The Open Language Archives Community

A Symposium at the 76th Annual Meeting of the Linguistic Society of America, San Francisco, 3-6 January 2002

Convened by Steven Bird (University of Pennsylvania) and Gary Simons (SIL International)

Materials from the Launch

  1. [ pdf | ppt ] Gary Simons: The Seven Pillars of Open Language Archiving
  2. [ pdf | ppt ] Helen Dry and Anthony Aristar: OLAC and Linguist List
  3. [ pdf | ppt ] Megan Crowhurst: Web Based Archiving as a Tool for Language Preservation and Maintenance
  4. [ pdf | ppt ] Chu-Ren Huang: Language Archives and Linguistic Anchoring of Digital Archives
  5. [ pdf | ppt ] Mark Liberman: Legal, Ethical and Policy Issues Concerning the Recording and Publication of Primary Language Materials
  6. [ pdf | ppt ] Gary Holton: Creating an OLAC Data Provider at ANLC
  7. [ pdf | ppt ] Steven Bird: Getting Involved in OLAC

2-page handout


The goals of the symposium were to disseminate the OLAC vision to the linguistics community, and to encourage linguists to archive and publish primary language documentation using archival formats.

This meeting marked the public release of the OLAC specifications. Upon release these specifications were fixed for a one-year pilot period during which members of the wider community have been encouraged to participate by implementing the specifications for their own collections of material.

Presentations addressed the following questions:

  1. What is the Open Language Archives Community?
  2. Why is language archiving important?
  3. What does it take to participate in OLAC?

Discussion time was used to clarify the OLAC model and to identify and address any concerns raised by the audience. Substantive feedback will help to guide the future evolution of OLAC.


1. What is the Open Language Archives Community?

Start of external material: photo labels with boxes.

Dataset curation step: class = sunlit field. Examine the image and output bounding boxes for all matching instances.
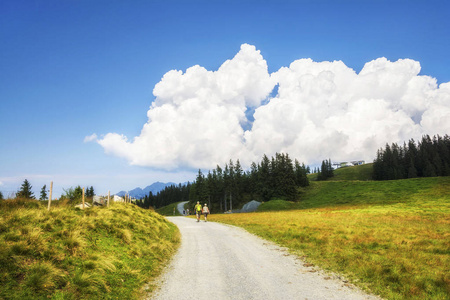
[212,177,450,299]
[0,200,179,299]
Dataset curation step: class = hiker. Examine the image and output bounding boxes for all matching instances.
[194,201,202,222]
[203,203,209,222]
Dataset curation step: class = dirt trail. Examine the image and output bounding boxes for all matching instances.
[147,217,379,300]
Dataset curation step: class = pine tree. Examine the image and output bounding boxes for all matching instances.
[16,179,34,199]
[40,184,47,200]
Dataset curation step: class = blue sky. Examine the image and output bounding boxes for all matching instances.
[0,0,450,199]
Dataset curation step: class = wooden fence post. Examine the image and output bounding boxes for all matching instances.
[83,188,84,209]
[48,181,53,211]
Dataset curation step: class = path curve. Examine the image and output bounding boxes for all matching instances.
[147,217,379,300]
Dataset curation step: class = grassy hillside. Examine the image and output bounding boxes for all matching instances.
[215,166,450,299]
[0,200,179,299]
[156,202,181,216]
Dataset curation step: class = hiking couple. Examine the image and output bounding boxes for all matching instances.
[194,201,209,222]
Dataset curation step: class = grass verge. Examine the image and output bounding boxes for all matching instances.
[0,200,180,299]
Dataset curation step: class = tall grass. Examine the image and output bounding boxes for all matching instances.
[211,177,450,299]
[0,200,179,299]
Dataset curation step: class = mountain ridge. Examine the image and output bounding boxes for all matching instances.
[116,181,176,199]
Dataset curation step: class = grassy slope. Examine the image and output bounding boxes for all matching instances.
[211,166,450,299]
[0,200,179,299]
[156,202,181,216]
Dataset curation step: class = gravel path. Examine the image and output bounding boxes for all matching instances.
[147,217,379,300]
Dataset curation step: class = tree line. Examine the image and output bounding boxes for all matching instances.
[189,153,310,211]
[373,135,450,180]
[0,179,95,201]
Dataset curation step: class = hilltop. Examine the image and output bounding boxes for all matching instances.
[214,165,450,299]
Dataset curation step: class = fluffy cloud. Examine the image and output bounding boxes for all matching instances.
[83,133,97,143]
[96,44,450,169]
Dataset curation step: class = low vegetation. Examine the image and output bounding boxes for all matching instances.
[0,199,179,299]
[156,202,181,216]
[213,166,450,299]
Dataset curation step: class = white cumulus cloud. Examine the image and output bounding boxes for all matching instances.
[96,44,450,169]
[83,133,97,143]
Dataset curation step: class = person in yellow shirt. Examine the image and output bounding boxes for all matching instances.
[203,203,209,222]
[194,201,202,222]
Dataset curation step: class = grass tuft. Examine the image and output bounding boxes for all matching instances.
[0,200,180,299]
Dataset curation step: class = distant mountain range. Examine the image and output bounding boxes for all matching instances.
[116,181,178,199]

The Seven Pillars of Open Language Archiving (Gary Simons, SIL International). Digital archiving of language documentation and description on the World-Wide Web holds the promise of unparalleled access to language information. But if it is not done well, it also offers the specter of frustration and chaos on an unparalleled scale. This talk presents an executive summary of our vision for the kind of infrastructure that would unlock the promise. Special focus is given to the seven pillars on which such an infrastructure would be erected: DATA, TOOLS, ADVICE, GATEWAY, METADATA, REVIEW, and STANDARDS.

OLAC and Linguist List (Helen Aristar-Dry, Linguist List and Eastern Michigan University). Over the past 11 years, the Linguist List has become the primary source of information for the linguistics community, reaching out to over 15,000 subscribers worldwide, and having four complete mirror sites. The Linguist List will be augmenting its service by providing the primary entry point for OLAC, and permitting linguists to browse distributed language resources at a single place. This talk will include a demonstration of a new Linguist List ``service provider'', and also report progress on a new NSF-sponsored project to create a ``Showroom of Best Practice'' for language documentation.

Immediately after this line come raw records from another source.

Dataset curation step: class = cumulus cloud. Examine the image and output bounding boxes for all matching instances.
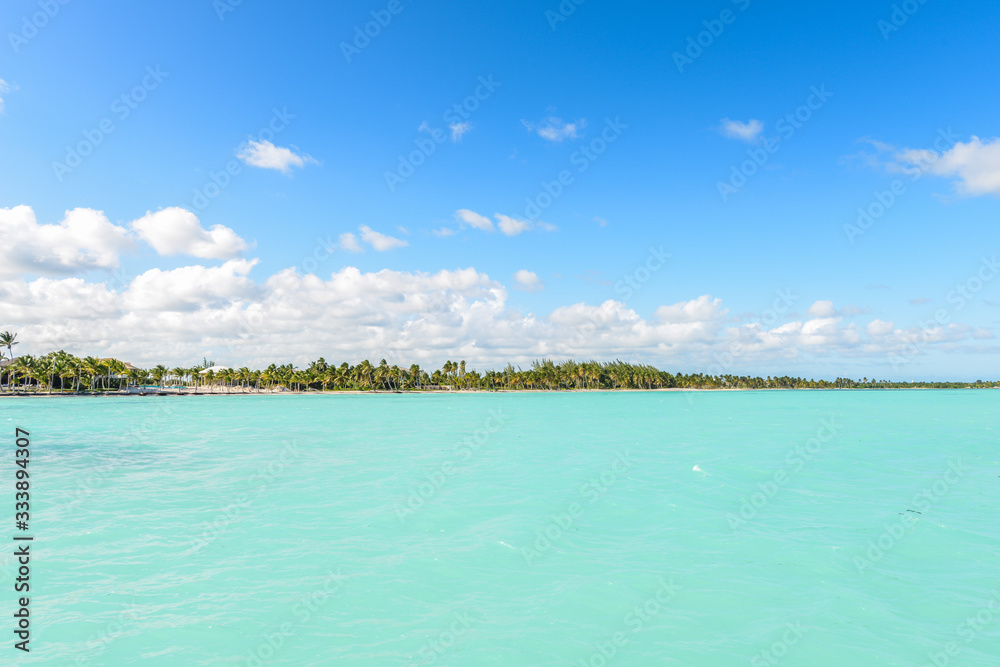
[236,139,319,174]
[446,208,558,237]
[455,208,493,232]
[897,136,1000,196]
[514,269,545,292]
[719,118,764,143]
[132,207,247,259]
[496,213,532,236]
[867,319,893,336]
[358,225,410,252]
[122,259,260,313]
[0,260,991,373]
[339,232,365,252]
[521,116,587,142]
[0,206,133,276]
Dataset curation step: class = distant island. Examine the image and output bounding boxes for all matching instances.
[0,332,1000,395]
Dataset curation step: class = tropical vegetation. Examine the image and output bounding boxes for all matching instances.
[0,332,1000,394]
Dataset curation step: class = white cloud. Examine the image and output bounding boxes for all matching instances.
[236,139,319,174]
[455,208,493,232]
[132,207,247,259]
[123,259,260,313]
[867,319,894,336]
[452,213,558,236]
[514,269,545,292]
[896,136,1000,196]
[719,118,764,143]
[0,260,990,375]
[448,122,472,142]
[359,225,410,252]
[496,213,531,236]
[0,206,133,277]
[339,232,365,253]
[521,116,587,142]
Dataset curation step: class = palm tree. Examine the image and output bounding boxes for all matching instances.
[150,364,170,389]
[0,331,18,361]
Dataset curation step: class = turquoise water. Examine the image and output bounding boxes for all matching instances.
[0,390,1000,666]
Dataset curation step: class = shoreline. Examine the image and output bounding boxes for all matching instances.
[0,386,984,399]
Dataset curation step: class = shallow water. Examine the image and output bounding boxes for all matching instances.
[0,390,1000,666]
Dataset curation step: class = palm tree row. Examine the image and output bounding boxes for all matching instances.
[0,348,1000,393]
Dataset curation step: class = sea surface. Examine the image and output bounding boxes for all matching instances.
[0,390,1000,667]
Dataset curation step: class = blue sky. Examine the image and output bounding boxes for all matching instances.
[0,0,1000,379]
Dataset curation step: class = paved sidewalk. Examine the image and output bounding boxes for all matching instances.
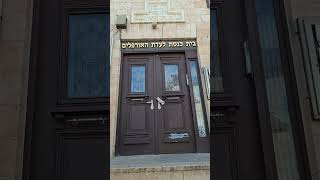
[110,153,210,169]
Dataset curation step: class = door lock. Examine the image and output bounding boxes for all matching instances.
[157,97,165,109]
[146,100,154,110]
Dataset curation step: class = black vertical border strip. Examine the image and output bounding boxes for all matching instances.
[22,0,111,180]
[273,0,312,180]
[22,0,41,180]
[244,0,278,180]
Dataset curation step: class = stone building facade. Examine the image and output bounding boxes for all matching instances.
[0,0,320,180]
[110,0,210,157]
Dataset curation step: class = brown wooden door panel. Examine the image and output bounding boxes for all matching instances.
[119,55,154,155]
[117,53,209,155]
[156,54,196,153]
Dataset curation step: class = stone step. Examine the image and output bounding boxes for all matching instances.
[110,154,210,180]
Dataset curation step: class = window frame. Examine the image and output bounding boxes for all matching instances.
[57,4,110,106]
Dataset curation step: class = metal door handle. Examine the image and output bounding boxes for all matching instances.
[157,97,165,109]
[146,100,154,110]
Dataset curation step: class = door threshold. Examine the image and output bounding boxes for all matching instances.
[110,153,210,173]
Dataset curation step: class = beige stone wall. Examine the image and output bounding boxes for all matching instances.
[0,0,32,180]
[284,0,320,180]
[110,0,210,156]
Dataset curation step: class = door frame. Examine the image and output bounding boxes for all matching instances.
[22,0,110,180]
[115,41,210,156]
[209,0,311,180]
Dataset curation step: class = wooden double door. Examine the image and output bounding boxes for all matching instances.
[118,53,209,155]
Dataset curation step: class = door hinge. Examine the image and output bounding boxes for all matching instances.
[186,74,189,86]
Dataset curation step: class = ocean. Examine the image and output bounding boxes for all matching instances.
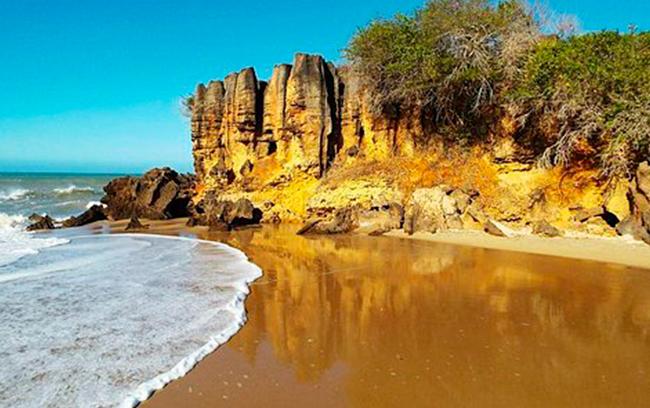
[0,174,261,407]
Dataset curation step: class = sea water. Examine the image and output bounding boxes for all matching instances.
[0,173,114,267]
[0,177,261,407]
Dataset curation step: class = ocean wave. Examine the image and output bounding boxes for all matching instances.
[0,234,262,407]
[53,184,95,195]
[0,213,69,268]
[0,188,32,201]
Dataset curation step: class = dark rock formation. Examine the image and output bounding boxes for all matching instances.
[533,220,562,238]
[617,162,650,244]
[297,207,359,235]
[188,192,263,231]
[404,185,477,234]
[192,54,356,183]
[102,168,194,220]
[483,220,508,237]
[27,214,56,231]
[125,217,149,231]
[63,205,108,228]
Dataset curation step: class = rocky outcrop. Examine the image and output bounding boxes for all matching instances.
[404,185,477,234]
[101,168,194,220]
[63,205,108,228]
[618,162,650,244]
[27,214,56,231]
[187,53,418,190]
[124,217,149,231]
[188,192,263,231]
[186,54,648,245]
[533,220,562,238]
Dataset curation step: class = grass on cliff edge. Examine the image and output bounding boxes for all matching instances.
[345,0,650,179]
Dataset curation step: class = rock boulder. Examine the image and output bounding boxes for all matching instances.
[102,168,194,220]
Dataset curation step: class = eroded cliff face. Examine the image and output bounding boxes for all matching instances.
[192,54,630,241]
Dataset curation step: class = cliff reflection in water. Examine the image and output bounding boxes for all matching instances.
[192,228,650,406]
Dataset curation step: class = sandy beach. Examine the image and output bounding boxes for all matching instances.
[86,220,650,407]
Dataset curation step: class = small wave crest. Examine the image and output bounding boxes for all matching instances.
[53,184,95,195]
[0,188,32,201]
[0,213,68,268]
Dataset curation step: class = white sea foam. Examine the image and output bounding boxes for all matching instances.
[86,201,106,210]
[0,234,261,407]
[0,213,68,268]
[0,188,31,201]
[54,184,95,195]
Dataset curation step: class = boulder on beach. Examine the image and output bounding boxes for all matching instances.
[188,192,263,231]
[533,220,562,238]
[63,205,107,228]
[125,217,149,231]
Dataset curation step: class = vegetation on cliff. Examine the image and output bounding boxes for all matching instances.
[346,0,650,178]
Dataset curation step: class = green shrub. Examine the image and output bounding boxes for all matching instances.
[346,0,539,130]
[508,32,650,177]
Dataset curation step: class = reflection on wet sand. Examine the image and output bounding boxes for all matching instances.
[146,228,650,407]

2. Why is language archiving important?

Web based archiving as a tool for language preservation and maintenance (Megan Crowhurst, UT Austin and LSA Committee on Endangered Languages and their Preservation). Problems facing linguists and others working on endangered language varieties are the challenges of first documenting them, and second, working to preserve, maintain, or revitalise them, where desired. Even when adequate documentary materials exist, limitations on the distribution of traditionally published print media restrict the availability of these materials to those who need them for preparing the materials appropriate for language maintenance projects. The talk discusses some of the ways in which web based archives for language documentation materials can be used as a tool for language maintenance efforts.

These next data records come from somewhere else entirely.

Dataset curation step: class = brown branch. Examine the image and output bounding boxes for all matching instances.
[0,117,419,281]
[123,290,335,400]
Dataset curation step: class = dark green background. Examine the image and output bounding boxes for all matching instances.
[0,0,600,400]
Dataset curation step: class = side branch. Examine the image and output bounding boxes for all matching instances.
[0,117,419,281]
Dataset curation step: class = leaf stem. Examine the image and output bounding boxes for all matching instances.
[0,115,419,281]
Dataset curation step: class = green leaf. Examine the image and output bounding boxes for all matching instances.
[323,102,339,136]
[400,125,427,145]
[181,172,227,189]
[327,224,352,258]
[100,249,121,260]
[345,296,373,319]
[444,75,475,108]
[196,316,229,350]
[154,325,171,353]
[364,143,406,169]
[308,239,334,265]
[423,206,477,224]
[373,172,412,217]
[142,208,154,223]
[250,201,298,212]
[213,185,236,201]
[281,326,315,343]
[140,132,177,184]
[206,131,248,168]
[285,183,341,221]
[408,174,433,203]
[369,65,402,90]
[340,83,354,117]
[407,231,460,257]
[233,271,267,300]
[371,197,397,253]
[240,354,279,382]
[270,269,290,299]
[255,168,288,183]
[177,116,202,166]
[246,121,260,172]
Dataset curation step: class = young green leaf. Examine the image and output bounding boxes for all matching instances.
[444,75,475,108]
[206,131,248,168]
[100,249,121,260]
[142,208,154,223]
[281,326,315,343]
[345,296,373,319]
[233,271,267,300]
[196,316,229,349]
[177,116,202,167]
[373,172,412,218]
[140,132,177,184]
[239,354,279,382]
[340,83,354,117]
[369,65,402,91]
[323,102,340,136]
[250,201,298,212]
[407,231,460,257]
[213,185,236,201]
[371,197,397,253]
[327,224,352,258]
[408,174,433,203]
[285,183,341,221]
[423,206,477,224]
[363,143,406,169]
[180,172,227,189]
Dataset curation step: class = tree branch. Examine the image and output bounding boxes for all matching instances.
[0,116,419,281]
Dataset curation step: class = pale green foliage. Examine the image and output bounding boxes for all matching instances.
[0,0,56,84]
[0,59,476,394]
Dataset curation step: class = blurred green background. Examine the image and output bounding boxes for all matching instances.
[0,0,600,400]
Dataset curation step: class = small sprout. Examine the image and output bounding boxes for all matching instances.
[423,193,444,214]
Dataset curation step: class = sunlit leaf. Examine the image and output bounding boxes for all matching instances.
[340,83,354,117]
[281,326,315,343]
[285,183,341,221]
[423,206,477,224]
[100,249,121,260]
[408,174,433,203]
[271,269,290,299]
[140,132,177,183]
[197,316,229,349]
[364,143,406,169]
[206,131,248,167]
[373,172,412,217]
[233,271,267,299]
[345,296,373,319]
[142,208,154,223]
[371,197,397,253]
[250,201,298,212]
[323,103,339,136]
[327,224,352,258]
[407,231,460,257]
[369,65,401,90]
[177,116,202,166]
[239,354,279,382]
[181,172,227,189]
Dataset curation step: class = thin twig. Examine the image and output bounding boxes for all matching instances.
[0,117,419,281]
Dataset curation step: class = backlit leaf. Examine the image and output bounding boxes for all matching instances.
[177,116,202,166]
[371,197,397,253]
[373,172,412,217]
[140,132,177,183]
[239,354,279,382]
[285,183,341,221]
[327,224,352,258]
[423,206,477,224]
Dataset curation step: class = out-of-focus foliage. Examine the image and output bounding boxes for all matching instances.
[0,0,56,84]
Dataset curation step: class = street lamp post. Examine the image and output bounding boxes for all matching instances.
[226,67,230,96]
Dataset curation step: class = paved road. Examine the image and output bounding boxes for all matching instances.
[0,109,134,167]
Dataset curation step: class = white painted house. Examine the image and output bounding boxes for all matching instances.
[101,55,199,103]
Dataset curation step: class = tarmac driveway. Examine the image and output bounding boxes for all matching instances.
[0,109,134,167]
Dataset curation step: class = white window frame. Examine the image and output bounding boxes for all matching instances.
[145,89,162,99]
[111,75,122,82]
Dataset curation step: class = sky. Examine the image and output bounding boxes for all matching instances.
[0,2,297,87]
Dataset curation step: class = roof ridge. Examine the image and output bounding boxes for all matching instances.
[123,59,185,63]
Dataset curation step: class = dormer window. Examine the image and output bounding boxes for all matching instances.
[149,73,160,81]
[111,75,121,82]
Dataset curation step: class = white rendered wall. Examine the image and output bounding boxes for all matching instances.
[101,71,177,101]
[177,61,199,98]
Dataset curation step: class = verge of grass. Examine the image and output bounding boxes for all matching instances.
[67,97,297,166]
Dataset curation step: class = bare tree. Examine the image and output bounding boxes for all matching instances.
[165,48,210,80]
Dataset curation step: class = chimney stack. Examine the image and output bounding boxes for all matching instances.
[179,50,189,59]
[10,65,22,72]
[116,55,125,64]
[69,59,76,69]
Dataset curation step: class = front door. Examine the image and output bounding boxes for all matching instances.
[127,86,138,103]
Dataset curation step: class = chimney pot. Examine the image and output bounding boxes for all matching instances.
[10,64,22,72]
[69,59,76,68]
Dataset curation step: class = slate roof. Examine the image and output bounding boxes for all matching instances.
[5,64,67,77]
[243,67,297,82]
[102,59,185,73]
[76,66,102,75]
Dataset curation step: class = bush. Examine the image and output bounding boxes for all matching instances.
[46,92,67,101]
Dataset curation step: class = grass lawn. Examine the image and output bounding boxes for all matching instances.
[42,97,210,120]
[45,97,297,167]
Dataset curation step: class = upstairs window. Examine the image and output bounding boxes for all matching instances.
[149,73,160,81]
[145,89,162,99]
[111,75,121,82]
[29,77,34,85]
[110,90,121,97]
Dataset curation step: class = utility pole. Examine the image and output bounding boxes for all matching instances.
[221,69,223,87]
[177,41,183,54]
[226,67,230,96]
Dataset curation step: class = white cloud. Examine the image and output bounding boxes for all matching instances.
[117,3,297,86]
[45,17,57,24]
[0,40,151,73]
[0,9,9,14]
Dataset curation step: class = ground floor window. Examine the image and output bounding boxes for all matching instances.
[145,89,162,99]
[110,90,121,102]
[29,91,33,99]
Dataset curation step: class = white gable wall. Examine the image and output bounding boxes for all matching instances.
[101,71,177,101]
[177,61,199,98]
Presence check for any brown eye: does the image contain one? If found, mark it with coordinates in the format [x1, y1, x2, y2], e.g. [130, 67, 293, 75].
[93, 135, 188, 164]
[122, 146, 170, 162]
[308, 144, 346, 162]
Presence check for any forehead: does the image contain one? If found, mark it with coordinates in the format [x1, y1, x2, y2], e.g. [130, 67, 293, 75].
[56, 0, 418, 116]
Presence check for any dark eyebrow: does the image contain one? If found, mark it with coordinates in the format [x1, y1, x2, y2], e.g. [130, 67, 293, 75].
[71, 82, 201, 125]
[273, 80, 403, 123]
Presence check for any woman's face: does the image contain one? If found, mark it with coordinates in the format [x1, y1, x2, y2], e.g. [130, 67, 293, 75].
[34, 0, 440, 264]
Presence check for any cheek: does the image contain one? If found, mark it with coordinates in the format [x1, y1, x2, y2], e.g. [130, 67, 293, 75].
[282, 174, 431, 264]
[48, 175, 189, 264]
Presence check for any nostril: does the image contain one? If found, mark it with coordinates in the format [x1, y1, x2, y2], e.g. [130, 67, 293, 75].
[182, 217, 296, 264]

Language Archives and Linguistic Anchoring of Digital Archives. (Chu-Ren Huang, Academia Sinica, Taiwan). Language archiving is not purely for linguistic purposes. We believe that language archives are also crucial in the context of a broader digital archives project, since linguistic description and interpretation, like temporal and geographical description and interpretation, underlies all digital archive items. Thus, ideally, when archiving digital knowledge, each knowlege item should be temporally, geographically, and linguistically anchored. And any linguistic anchoring is impossible without comprehensive language archives. A second topic to be covered by this talk is a regional perspective on Chinese and Austronesian language archives.

Legal, Ethical, and Policy Issues Concerning the Recording and Publication of Primary Language Materials (Mark Liberman, University of Pennsylvania). Language documentation involves recording, analyzing, archiving and publishing a wide variety of materials, including audio and video recordings, transcripts, linguistic and cultural annotations and commentaries, dictionaries, grammars, and instructional works. Because of advances in digital media, in networking, and in computing technology, language documentation is becoming both easier and more useful. In addition, there has been much recent interest in documentation of endangered languages. This talk will review the legal, ethnical and regulatory context of language documentation projects in the United States. \end{description}

3. What does it take to participate in OLAC?

Creating an OLAC Data Provider at ANLC. (Gary Holton, Alaska Native Language Center, UA Fairbanks). The Alaska Native Language Center is a major center for the study of Eskimo and Northern Athabaskan languages. The ANLC maintains an archival collection of more than 10,000 items documenting the twenty Alaska native languages, including virtually everything written in or about these languages. ANLC would like to improve the accessibility of its collection, and is making catalog data available in the OLAC metadata format. This talk will report experience with OLAC from the perspective of the ANLC archive. It will also describe the issues that a linguist/archivist faces in participating in OLAC, concerning computational issues and archive metadata issues.

Concrete Steps for Linguists, Archivists and Funding Agencies. (Steven Bird, University of Pennsylvania). This talk will describe a variety of ways for the wider community to participate in OLAC. For individuals and institutions wanting to disseminate their resources, three methods for contributing metadata will be presented. One of these, the OLAC Repository Editor (ORE), will be demonstrated live, to show how easy it is for linguists to document the resources they create. The talk will also describe the OLAC Process, a method for identifying best practices for the digital storage of linguistic documentation.

Steven Bird and Gary Simons